10. The apparatus for signal extraction of audio signal according to claim 9, wherein the operation module searches for the spectral connectivity among the N frames in the chronological order from back to front according to the signal block list of each of the N frames so as to obtain a first connectivity block list of each of the N frames, wherein the first connectivity block list records the spectral index range having the spectral connectivity among the N frames in the chronological order from back to front; and

the operation module searches for the spectral connectivity among the N frames in the chronological order from front to back according to the first connectivity block list of each of the N frames so as to obtain a second connectivity block list of each of the N frames, wherein the second connectivity block list records the spectral index range having the spectral connectivity among the N frames in the chronological order from front to back.

11. The apparatus for signal extraction of audio signal according to claim 10, wherein

the operation module compares the signal block lists of an N^thframe and an (N−1)^thframe so as to obtain the first connectivity block lists of the N^thframe and the (N−1)^thframe; and the operation module compares the first connectivity block list of a j^thframe with the signal block list of a (j−1)^thframe so as to obtain the first connectivity block list of the (j−1)^thframe, wherein j is a positive integer and 2≦j≦N−1; and

the operation module sets the first connectivity block lists of a first frame and a second frame among the N frames as the second connectivity block lists of the first frame and the second frame, respectively; and the operation module compares the second connectivity block list of a k^thframe with the first connectivity block list of a (k+1)^thframe so as to obtain the second connectivity block list of the (k+1)^thframe, wherein k is a positive integer and 2≦k≦N−1.
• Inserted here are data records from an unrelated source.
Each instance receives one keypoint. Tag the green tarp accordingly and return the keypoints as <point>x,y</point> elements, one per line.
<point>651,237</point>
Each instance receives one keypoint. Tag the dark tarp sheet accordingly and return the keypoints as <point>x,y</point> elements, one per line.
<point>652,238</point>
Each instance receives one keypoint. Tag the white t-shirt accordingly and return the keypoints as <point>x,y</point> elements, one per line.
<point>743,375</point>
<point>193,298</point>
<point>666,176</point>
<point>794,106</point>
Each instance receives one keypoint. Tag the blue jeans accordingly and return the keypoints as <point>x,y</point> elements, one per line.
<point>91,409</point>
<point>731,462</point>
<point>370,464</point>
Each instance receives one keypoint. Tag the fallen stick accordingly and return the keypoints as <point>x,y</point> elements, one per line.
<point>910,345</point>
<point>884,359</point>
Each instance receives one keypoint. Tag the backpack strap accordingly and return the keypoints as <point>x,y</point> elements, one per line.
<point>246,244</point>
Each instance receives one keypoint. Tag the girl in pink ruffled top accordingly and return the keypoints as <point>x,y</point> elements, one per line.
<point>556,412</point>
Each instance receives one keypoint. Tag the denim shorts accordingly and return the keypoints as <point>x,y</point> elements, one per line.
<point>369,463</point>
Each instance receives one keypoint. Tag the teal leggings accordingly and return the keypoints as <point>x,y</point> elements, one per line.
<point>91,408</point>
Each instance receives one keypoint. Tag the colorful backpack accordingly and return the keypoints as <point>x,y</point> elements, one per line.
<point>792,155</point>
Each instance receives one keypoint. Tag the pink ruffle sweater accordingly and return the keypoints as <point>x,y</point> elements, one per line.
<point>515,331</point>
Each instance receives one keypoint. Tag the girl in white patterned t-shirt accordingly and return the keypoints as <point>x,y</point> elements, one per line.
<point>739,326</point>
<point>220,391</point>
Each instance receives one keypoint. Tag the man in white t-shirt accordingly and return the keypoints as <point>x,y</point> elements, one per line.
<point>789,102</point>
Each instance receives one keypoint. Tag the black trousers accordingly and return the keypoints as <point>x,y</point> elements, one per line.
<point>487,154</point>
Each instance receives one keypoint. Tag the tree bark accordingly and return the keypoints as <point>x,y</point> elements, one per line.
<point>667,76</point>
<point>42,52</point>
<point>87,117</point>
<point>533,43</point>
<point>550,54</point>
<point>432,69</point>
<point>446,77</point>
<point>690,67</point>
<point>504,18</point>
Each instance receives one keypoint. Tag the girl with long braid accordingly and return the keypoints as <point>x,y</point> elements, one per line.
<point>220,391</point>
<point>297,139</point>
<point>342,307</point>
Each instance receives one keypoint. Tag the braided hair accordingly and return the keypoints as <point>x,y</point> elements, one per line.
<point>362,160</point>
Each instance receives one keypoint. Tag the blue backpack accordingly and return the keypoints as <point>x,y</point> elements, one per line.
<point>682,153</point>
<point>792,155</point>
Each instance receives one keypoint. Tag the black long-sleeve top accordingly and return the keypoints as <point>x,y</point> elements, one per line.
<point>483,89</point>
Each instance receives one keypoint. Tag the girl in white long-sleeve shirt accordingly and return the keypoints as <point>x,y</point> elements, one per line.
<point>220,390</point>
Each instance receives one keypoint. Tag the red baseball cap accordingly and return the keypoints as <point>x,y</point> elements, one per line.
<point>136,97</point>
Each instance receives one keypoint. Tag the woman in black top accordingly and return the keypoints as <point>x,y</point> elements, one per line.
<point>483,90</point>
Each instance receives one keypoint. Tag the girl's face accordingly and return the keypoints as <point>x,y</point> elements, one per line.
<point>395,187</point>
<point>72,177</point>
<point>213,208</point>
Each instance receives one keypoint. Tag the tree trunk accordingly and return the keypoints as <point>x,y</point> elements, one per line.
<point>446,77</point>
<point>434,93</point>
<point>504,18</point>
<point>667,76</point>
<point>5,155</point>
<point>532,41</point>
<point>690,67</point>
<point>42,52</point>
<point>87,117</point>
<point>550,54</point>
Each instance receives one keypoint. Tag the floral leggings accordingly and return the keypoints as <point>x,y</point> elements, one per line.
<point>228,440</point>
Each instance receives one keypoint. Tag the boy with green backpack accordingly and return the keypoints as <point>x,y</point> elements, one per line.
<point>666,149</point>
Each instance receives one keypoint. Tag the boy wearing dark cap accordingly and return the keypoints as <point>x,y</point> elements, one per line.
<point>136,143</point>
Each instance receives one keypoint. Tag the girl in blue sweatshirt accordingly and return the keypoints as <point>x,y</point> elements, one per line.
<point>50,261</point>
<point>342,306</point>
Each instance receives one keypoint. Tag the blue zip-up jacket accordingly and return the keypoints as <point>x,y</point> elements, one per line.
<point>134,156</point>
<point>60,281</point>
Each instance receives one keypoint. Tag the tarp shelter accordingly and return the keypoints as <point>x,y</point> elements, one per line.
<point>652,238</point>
12. The apparatus for signal extraction of audio signal according to claim 10, wherein the operation module performs an OR logical operation for the spectral index ranges recorded in the second connectivity block list being obtained each time according to a number of times that each of the frames is extracted for executing the spectral connectivity operation, so as to obtain a final connectivity block list.

13. The apparatus for signal extraction of audio signal according to claim 12, wherein the operation module obtains the signal including the frames having the spectral connectivity by extracting from the spectral data of each of the frames in a frequency domain according to the spectral index ranges recorded in the final connectivity block list of each of the frames, and determine the signal as the ideal signal.

14. The apparatus for signal extraction of audio signal according to claim 9, wherein the modules further comprise: a background estimation module, wherein

the converting module converts each of the frames into a frequency domain signal;

the background estimation module executes a short time background estimation method for the frequency domain signal of each of the frames so as to obtain an estimated value;

the operation module executes a filtering action for the frequency domain signal based on the estimated value, so as to obtain the spectral data of each of the frames.

15. The apparatus for signal extraction of audio signal according to claim 14, further comprising:

a voice activity detection module, executing a voice activity detection for the frequency domain signal of each of the frames;

wherein the operation module executes the filtering action for the frequency domain signal based on a result of the voice activity detection and the estimated value, so as to obtain the spectral data of each of the frames.